Nadie elige la escalera

Robert Sapolsky ha hecho con el libre albedrío lo que Darwin hizo con el Génesis: los ha destapado como ficción. Decidido es de esas obras que uno termina deseando no haber leído, como cuando te explican la mecánica de un truco de magia. La función sigue siendo la misma, pero algo se ha roto. Es un libro que desde que terminé y asimilé, recuerdo casi cada día cuando contemplo o valoro a otros. Incluso a mí mismo, aunque lo hago menos porque no quiero vivir en un eterno descargo de responsabilidad.


El problema inmediato es Stendhal. Julien Sorel delibera durante páginas enteras si debe o no tomar la mano de la señora de Rênal. Calcula, duda, retrocede, avanza. Todo el andamiaje moral de la novela psicológica —de Stendhal a Dostoievski— descansa sobre ese instante de decisión. Sapolsky llega y dice que la decisión ya estaba tomada mucho antes de que Julien naciera: el cortisol, la dopamina, los genes de un padre que lo odiaba y el hambre de una infancia en que nadie le explicó que merecía existir. El libre albedrío era la narración que el cerebro construía después de haber decidido ya.


Podría objetarse que los personajes de ficción son los únicos seres que escapan a todo esto. Julien Sorel no tiene amígdala, no tiene cortisol, no tiene infancia cableada en los ganglios basales. Delibera en un espacio de pura razón que ningún humano verdadero ha habitado jamás. Pero la objeción se destruye sola: los personajes de ficción están más determinados que nosotros, no menos. Tolstói no podía haber escrito una Anna Karénina que no se tirara a las vías. Nosotros al menos creemos que deliberamos. Julien Sorel es texto. Siempre fue ese texto y no otro. Lo que significa que la literatura entera es el monumento que la humanidad ha levantado a una libertad que nunca tuvo.
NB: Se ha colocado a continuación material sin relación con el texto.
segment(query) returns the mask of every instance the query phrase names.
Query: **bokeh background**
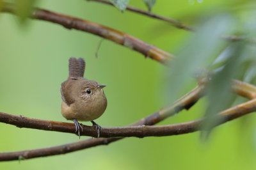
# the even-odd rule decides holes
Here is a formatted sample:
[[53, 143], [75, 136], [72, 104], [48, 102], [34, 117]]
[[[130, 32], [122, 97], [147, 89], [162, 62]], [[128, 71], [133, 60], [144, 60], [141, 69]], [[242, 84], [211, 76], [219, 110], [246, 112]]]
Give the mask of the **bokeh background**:
[[[225, 1], [225, 2], [224, 2]], [[158, 0], [152, 12], [188, 24], [205, 12], [236, 12], [246, 1]], [[142, 1], [131, 5], [143, 10]], [[175, 54], [191, 35], [168, 23], [83, 0], [38, 1], [36, 6], [76, 16], [134, 36]], [[235, 6], [235, 7], [236, 7]], [[241, 6], [240, 6], [241, 7]], [[250, 10], [253, 6], [250, 6]], [[199, 17], [198, 17], [199, 16]], [[67, 121], [61, 115], [60, 84], [68, 76], [68, 59], [83, 58], [85, 77], [107, 84], [108, 108], [96, 122], [125, 126], [171, 103], [164, 66], [128, 48], [50, 22], [0, 14], [0, 109], [26, 117]], [[179, 73], [179, 72], [177, 72]], [[182, 94], [196, 86], [191, 79]], [[202, 99], [188, 111], [159, 125], [201, 118]], [[0, 169], [253, 169], [256, 167], [255, 115], [251, 114], [216, 128], [206, 141], [200, 133], [161, 137], [127, 138], [66, 155], [0, 163]], [[91, 123], [83, 123], [90, 125]], [[13, 151], [79, 141], [76, 135], [19, 128], [0, 123], [0, 151]], [[80, 140], [90, 137], [81, 137]]]

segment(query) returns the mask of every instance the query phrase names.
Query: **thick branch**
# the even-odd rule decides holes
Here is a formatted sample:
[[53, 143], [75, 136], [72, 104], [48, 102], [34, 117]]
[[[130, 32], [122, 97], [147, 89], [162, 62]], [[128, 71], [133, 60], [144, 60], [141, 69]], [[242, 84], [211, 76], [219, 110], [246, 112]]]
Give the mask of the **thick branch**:
[[[173, 115], [174, 114], [178, 112], [179, 111], [181, 111], [183, 109], [188, 109], [191, 106], [192, 106], [200, 97], [202, 97], [204, 94], [204, 85], [202, 84], [200, 86], [196, 87], [193, 90], [188, 93], [184, 97], [182, 97], [180, 99], [178, 100], [176, 102], [175, 102], [171, 107], [166, 107], [160, 110], [155, 114], [152, 114], [147, 118], [141, 119], [140, 121], [138, 121], [132, 125], [138, 126], [138, 125], [153, 125], [160, 121], [163, 120], [165, 118], [168, 116]], [[248, 97], [249, 98], [253, 98], [255, 95], [251, 95], [250, 94], [256, 94], [256, 88], [246, 83], [241, 82], [238, 81], [234, 81], [234, 85], [232, 86], [233, 91], [237, 93], [240, 94], [243, 97]], [[224, 120], [228, 121], [234, 118], [236, 118], [239, 116], [241, 116], [244, 115], [246, 112], [248, 112], [251, 110], [253, 110], [253, 107], [252, 105], [254, 105], [254, 101], [250, 102], [253, 102], [253, 105], [252, 104], [245, 103], [243, 105], [240, 105], [240, 109], [242, 109], [244, 112], [239, 113], [238, 112], [236, 112], [236, 114], [230, 114], [232, 111], [234, 111], [234, 109], [237, 109], [237, 107], [234, 107], [233, 109], [230, 109], [231, 110], [227, 110], [223, 112], [222, 112], [221, 115], [223, 116], [226, 116]], [[20, 118], [24, 119], [20, 117]], [[180, 131], [185, 133], [186, 132], [192, 132], [194, 130], [198, 129], [198, 125], [200, 123], [201, 120], [197, 120], [195, 121], [191, 121], [186, 123], [187, 124], [177, 124], [173, 125], [171, 126], [183, 126], [183, 128], [187, 129], [187, 131], [180, 131], [180, 129], [178, 129], [178, 132]], [[52, 121], [51, 121], [52, 122]], [[193, 123], [194, 122], [194, 123]], [[194, 127], [189, 127], [189, 123], [195, 123], [194, 124]], [[69, 124], [69, 123], [67, 123]], [[192, 124], [193, 125], [193, 124]], [[190, 124], [191, 125], [191, 124]], [[56, 128], [60, 128], [60, 125], [54, 125]], [[187, 126], [186, 127], [186, 126]], [[49, 125], [49, 128], [51, 126]], [[189, 128], [190, 127], [190, 128]], [[144, 128], [144, 127], [139, 127], [139, 128]], [[173, 127], [174, 129], [174, 127]], [[52, 128], [49, 129], [49, 130], [52, 130]], [[73, 130], [74, 130], [73, 128]], [[94, 132], [94, 135], [96, 132]], [[8, 153], [0, 153], [0, 160], [18, 160], [20, 158], [24, 158], [26, 159], [40, 157], [47, 157], [50, 155], [59, 155], [59, 154], [65, 154], [67, 153], [79, 150], [86, 149], [90, 147], [96, 146], [101, 144], [108, 144], [112, 142], [115, 142], [119, 139], [123, 138], [109, 138], [109, 139], [90, 139], [85, 141], [82, 141], [77, 143], [70, 143], [63, 144], [61, 146], [53, 146], [46, 148], [41, 148], [36, 150], [26, 150], [26, 151], [14, 151], [14, 152], [8, 152]]]
[[[218, 125], [228, 121], [244, 116], [248, 113], [256, 111], [256, 99], [238, 105], [228, 109], [219, 114], [218, 116], [221, 121], [217, 123]], [[197, 131], [200, 129], [203, 120], [164, 126], [139, 126], [122, 128], [111, 128], [108, 135], [115, 137], [125, 134], [125, 136], [145, 137], [150, 135], [163, 136], [188, 134]], [[108, 133], [108, 132], [107, 132]], [[109, 143], [117, 141], [121, 138], [88, 139], [77, 143], [74, 143], [61, 146], [22, 151], [17, 152], [8, 152], [0, 153], [0, 160], [17, 160], [20, 158], [31, 158], [38, 157], [45, 157], [58, 154], [63, 154], [79, 150], [85, 149], [99, 144], [108, 144]]]
[[[2, 11], [15, 13], [14, 8], [11, 3], [4, 3]], [[31, 18], [49, 21], [68, 29], [75, 29], [102, 36], [136, 50], [145, 57], [149, 57], [162, 63], [166, 63], [173, 58], [172, 54], [134, 36], [88, 20], [39, 8], [33, 10]]]
[[[101, 3], [113, 6], [113, 4], [111, 3], [110, 3], [109, 1], [106, 1], [105, 0], [87, 0], [87, 1], [93, 1], [93, 2], [98, 2], [98, 3]], [[191, 27], [186, 26], [177, 20], [164, 17], [161, 16], [161, 15], [158, 15], [152, 13], [150, 12], [143, 11], [143, 10], [140, 10], [138, 8], [136, 8], [135, 7], [131, 6], [127, 6], [126, 8], [126, 10], [134, 12], [140, 13], [141, 15], [145, 15], [145, 16], [147, 16], [149, 17], [152, 17], [152, 18], [154, 18], [154, 19], [159, 19], [159, 20], [162, 20], [168, 22], [172, 24], [173, 26], [175, 26], [177, 28], [179, 28], [179, 29], [183, 29], [185, 30], [191, 31], [194, 31], [194, 29], [192, 28]]]
[[[147, 118], [141, 119], [140, 121], [132, 124], [132, 125], [152, 125], [159, 122], [165, 118], [179, 112], [184, 108], [189, 108], [192, 105], [196, 102], [198, 98], [202, 95], [204, 89], [204, 88], [202, 86], [196, 87], [184, 97], [177, 101], [172, 106], [163, 108], [156, 113]], [[30, 128], [71, 134], [74, 134], [74, 132], [76, 131], [74, 123], [25, 118], [23, 116], [15, 116], [1, 112], [0, 112], [0, 121], [15, 125], [20, 128]], [[81, 135], [88, 135], [94, 137], [97, 137], [97, 129], [95, 127], [86, 125], [82, 126], [83, 127], [83, 132], [81, 132]], [[124, 129], [125, 129], [125, 128], [127, 127], [124, 127]], [[124, 129], [124, 128], [102, 128], [100, 130], [100, 137], [125, 137], [125, 135], [121, 135], [120, 136], [115, 136], [115, 134], [113, 134], [114, 136], [111, 135], [112, 132], [110, 132], [111, 131], [113, 132], [115, 132], [115, 130], [119, 132], [119, 129]], [[124, 130], [124, 131], [125, 131], [125, 130]], [[114, 132], [114, 134], [115, 133], [115, 132]]]
[[[164, 120], [165, 118], [175, 114], [179, 111], [182, 110], [183, 109], [188, 109], [191, 106], [192, 106], [196, 102], [196, 101], [200, 98], [201, 96], [202, 96], [204, 90], [204, 86], [198, 86], [193, 90], [191, 91], [189, 93], [186, 94], [184, 97], [178, 100], [176, 102], [173, 104], [172, 106], [161, 109], [159, 111], [147, 118], [143, 118], [141, 120], [135, 122], [131, 125], [133, 126], [138, 126], [142, 125], [153, 125], [156, 123], [157, 123], [160, 121]], [[22, 118], [22, 116], [20, 116], [20, 118], [24, 119]], [[33, 120], [34, 121], [36, 121], [37, 120], [35, 119]], [[1, 116], [0, 116], [0, 121], [3, 121], [3, 120], [4, 118], [1, 118]], [[6, 122], [6, 121], [4, 121], [4, 122]], [[7, 122], [9, 121], [7, 121]], [[44, 121], [44, 123], [45, 121]], [[50, 123], [52, 123], [52, 121], [51, 121]], [[47, 127], [49, 128], [49, 130], [51, 130], [52, 129], [51, 128], [51, 125], [49, 125], [49, 127]], [[54, 127], [56, 129], [59, 128], [60, 125], [54, 125]], [[74, 127], [73, 127], [73, 130], [74, 130]], [[94, 132], [94, 133], [96, 133], [96, 130], [95, 132]], [[20, 151], [14, 151], [14, 152], [1, 153], [0, 161], [18, 160], [20, 158], [29, 159], [36, 157], [47, 157], [59, 154], [65, 154], [67, 153], [83, 149], [86, 149], [88, 148], [96, 146], [98, 145], [108, 144], [109, 143], [115, 142], [116, 141], [122, 139], [123, 138], [90, 139], [77, 143], [67, 144], [61, 146], [53, 146], [46, 148], [25, 150]]]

Leemos novelas para habitar durante unas horas la ficción de que las decisiones importan. Que es exactamente lo que Sapolsky dice que hacemos también con nuestras propias vidas.


Goncharov llegó más lejos que nadie: Oblomov, que no consigue levantarse de la cama durante cientos de páginas, es el personaje más honesto de toda la literatura del siglo XIX. Dr. Manhattan —que lo vio todo a la vez, como los marcianos de Matadero 5, y se convirtió en el ser más inútil del cosmos— es el experimento mental que Sapolsky no incluyó en el libro. Los otros Watchmens le llamaban frío. Era simplemente el único sin ilusiones.


Hay que mantener la ficción, pues. Pero con la conciencia de lo que es. Porque si el asesino no podía ser otra cosa, el juez que lo condena está ejecutando también una necesidad y no una justicia metafísica. Si el empresario de éxito llegó hasta ahí empujado por genes y circunstancias que no eligió, el mérito que le atribuimos es una convención útil, pero falsa. Y si el mendigo duerme en el portal porque no podía dormir en ningún otro sitio, la indiferencia con que pasamos ante él se vuelve bastante más difícil de sostener.


Paralizar sería el camino de Oblomov, y ya vimos cómo acabó. La compasión tampoco necesita del libre albedrío para funcionar. Solo necesita mirar bien y guardarse esa pequeña capa de superioridad moral con la que tan cómodos andamos. Y que usted haya llegado a este texto también estaba decidido.